# Stihl 028



## ollie (Oct 19, 2008)

This is an old 028WB but has been a great one, really don't use it much anymore. It will start usually with no more than 3 pulls. After running for maybe 15 min. it will start missing out and eventually die. After it sets for about 10 min. or so it will start and run great for about another 6 or so min. and then starts missing out again and dies. It appears to be maybe an electrical problem because even if I choke it it doesn't help. Are we looking at the points, condenser and a coil breaking down when it gets hot? Appreciate any and all reply's I receive.......


----------



## 30yearTech (Sep 14, 2006)

I would be looking at the points and condenser first. Coils are pretty reliable, so I would look at that last.


----------



## ollie (Oct 19, 2008)

Thank 30, appreciate the reply, will look into it maybe sometime next week and will report back. Thanks again....


----------



## ollie (Oct 19, 2008)

Just thought of something last night, I have been using 16-1 fuel mixture in that saw as my old small Polan XXX, my weed eater, blower and my old SeaKing 5 hp. outboard all used 16-1 and instead of mixing up another can I just use the 16-1 in the Stihl which I just thought it would lubricate it a little more. Now, could this foul the plug and create the same problem I have with it missing out after 15 or so min. of using then letting it set for 10 min. or so and then running for 5 min. or so before missing out again? Although I am doubtful, just wondering before I install new points and condenser. Thanks..


----------



## 30yearTech (Sep 14, 2006)

The richer mixture could cause the spark plug to foul prematurely and cause more carbon build up in the exhaust ports and muffler. Once the plug is fouled it's done, it will not work cold and then quit when hot, actually plugs work better once they are hot. The spark plug is always the first thing to look at and try though. I would certainly try a new one before going to the expense and trouble of the points and condenser.


----------



## Bruce Hopf (Dec 3, 2008)

If you have to change the Points and Condenser Replace it with one of these http://www.cmsmallengines.net/rotary-c27/replacement-ignition-parts-.html A lot easier and a lot better than Points, and Condensers. Just install, and don't have to worry about them Fowelling, or Setting them. I have used them, and similar Products for over 20 Years. I put them in all my Chain Saws once the Points and Condensers fail. Hope this helps you. Bruce.


----------



## ollie (Oct 19, 2008)

Thanks Bruce, I will go that route, haven't done anything yet.

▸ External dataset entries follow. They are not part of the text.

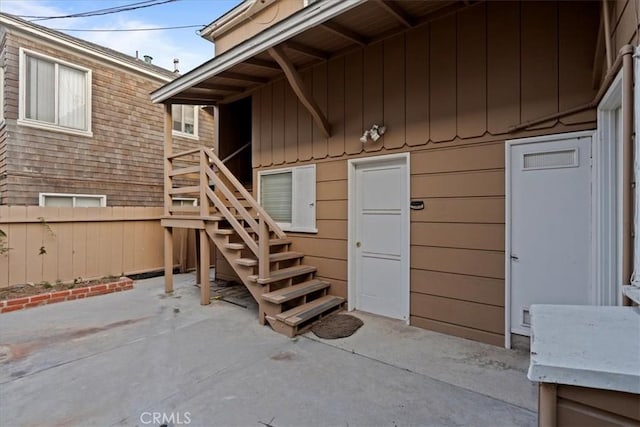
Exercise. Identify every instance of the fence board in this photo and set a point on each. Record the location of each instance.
(82, 243)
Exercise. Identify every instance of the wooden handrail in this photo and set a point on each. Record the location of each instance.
(243, 191)
(251, 244)
(234, 201)
(183, 153)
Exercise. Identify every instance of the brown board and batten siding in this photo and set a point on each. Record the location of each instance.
(123, 158)
(448, 92)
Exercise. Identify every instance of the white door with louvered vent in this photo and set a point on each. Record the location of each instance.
(549, 220)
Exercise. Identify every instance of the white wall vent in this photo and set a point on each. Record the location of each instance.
(551, 160)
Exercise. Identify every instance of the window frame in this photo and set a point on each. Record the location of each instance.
(192, 200)
(196, 115)
(1, 93)
(295, 226)
(73, 196)
(22, 90)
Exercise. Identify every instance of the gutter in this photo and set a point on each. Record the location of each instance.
(306, 18)
(234, 18)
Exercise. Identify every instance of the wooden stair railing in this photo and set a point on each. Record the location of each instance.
(289, 296)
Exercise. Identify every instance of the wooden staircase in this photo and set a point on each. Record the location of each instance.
(289, 296)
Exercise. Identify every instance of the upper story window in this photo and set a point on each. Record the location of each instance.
(1, 94)
(185, 120)
(54, 94)
(59, 200)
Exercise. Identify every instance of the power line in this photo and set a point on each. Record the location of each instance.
(131, 29)
(99, 12)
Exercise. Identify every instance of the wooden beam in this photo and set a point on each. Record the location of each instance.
(598, 57)
(607, 33)
(168, 260)
(301, 90)
(306, 50)
(205, 285)
(262, 63)
(217, 86)
(345, 33)
(242, 77)
(400, 15)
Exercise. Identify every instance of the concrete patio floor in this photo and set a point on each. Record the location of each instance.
(143, 358)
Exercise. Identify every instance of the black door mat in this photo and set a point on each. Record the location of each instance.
(337, 326)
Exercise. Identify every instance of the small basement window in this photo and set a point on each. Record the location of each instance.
(61, 200)
(184, 201)
(289, 196)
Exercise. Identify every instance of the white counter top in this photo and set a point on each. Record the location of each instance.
(632, 292)
(586, 346)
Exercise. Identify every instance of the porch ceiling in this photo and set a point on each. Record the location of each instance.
(315, 34)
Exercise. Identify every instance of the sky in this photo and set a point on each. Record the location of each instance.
(162, 45)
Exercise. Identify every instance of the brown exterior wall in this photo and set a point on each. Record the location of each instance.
(582, 406)
(448, 92)
(84, 242)
(625, 18)
(123, 158)
(257, 23)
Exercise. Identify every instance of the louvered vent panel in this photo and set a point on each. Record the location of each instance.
(551, 159)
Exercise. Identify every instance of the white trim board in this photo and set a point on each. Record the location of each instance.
(508, 167)
(351, 231)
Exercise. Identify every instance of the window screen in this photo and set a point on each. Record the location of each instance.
(276, 195)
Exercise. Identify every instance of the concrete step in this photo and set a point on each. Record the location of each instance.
(287, 294)
(296, 316)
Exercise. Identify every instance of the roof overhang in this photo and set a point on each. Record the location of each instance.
(323, 30)
(307, 18)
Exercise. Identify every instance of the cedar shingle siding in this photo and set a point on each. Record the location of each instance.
(123, 158)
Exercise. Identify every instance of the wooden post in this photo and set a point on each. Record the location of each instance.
(168, 151)
(168, 231)
(168, 259)
(263, 248)
(204, 184)
(204, 268)
(197, 232)
(547, 405)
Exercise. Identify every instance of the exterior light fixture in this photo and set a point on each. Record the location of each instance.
(374, 133)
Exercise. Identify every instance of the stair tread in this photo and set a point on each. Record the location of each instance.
(282, 274)
(224, 231)
(280, 256)
(275, 242)
(295, 291)
(304, 312)
(237, 246)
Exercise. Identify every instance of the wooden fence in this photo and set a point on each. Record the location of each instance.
(51, 244)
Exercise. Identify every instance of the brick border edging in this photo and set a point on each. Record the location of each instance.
(21, 303)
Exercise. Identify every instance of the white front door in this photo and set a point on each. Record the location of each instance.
(380, 226)
(550, 225)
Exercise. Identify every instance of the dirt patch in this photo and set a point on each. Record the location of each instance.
(11, 352)
(337, 326)
(31, 289)
(283, 356)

appreciate....Will report back once I do install.....


----------



## FullCry (Dec 19, 2008)

*What will this electronic ignition not work on?*

Hey Bruce, I have a mid 1960's big 25lb bow saw and it uses a Magneto, points and condenser. Do you know if this rotary switching device will work on this saw? Thanks in advance for anybodies reply....FullCry


----------



## ollie (Oct 19, 2008)

Hey Bruce, just wanted to let you guys know that I haven't ordered the Ignition Module for my 028 yet but still am going to do so. Don't want you guys to think that I received information on something and then not reply to if or not it helped...Thanks, appreciate...


----------



## ollie (Oct 19, 2008)

Hey Bruce, how much trouble is it to change the ignition module on the 028? Also, can I replace the points in my old 1956 5hp Sea King boat motor with an ignition module? Thanks..


----------